The innovation was in pacing and scope. By stretching one case across a season, it allowed for deeper character development and more intricate plotting. It also treated the legal process with nuance by showing how wealth, media, and institutional bias shape outcomes long before the verdict is out. Murder One struggled with ratings, sure, but the ambition was always there.
‘Homicide: Life on the Street’ (1993 – 1999)
Shot on location in Baltimore with handheld cameras, jump cuts, and visual restlessness, Homicide: Life on the Street was just operating on different terms. It followed the detectives of the Baltimore homicide unit through cases that were rarely resolved properly and sometimes weren’t resolved at all. The murders are messy, frustrating, and emotionally draining, and the show does nothing to hide the fact.
Interrogation scenes, especially Pembleton’s intense questioning in the famous “box” room, became some of the most gripping moments on ’90s television. Moreover, the show feels remarkably modern because it refuses to simplify anything. Critics loved it, though ratings were never massive. Looking back, you can see the DNA of several current prestige crime dramas all over it.
‘Twin Peaks’ (1990 – 1991, 2017)
“Who killed Laura Palmer?” was never the question in Twin Peaks. David Lynch and Mark Frost knew that, and if you watch closely enough, the show tells you early on. Twin Peaks used a murder mystery as an entry point, and then became a study of small-town secrets, grief, dread, and the American habit of building cheerful surfaces over very strange and dark foundations. With his oddball charm and intuitive approach to investigation, Kyle MacLachlan’s Agent Dale Cooper became iconic.
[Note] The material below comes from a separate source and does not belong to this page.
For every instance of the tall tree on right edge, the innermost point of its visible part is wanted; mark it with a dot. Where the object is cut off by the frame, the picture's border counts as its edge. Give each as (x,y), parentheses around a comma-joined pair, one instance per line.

Lynch and Frost created something the audiences and the critics took years to fully absorb. The structure of its central mystery, the tonal mixing of horror and deadpan humor, and the idea of constantly leaving the audience without answers, all became a template for what ambitious TV could look like. Though short-lived, its influence was seismic, and it inspired countless shows that embraced surrealism and long-form mystery. When Twin Peaks returned in 2017, it reminded everyone just how far ahead of its time it had been all along.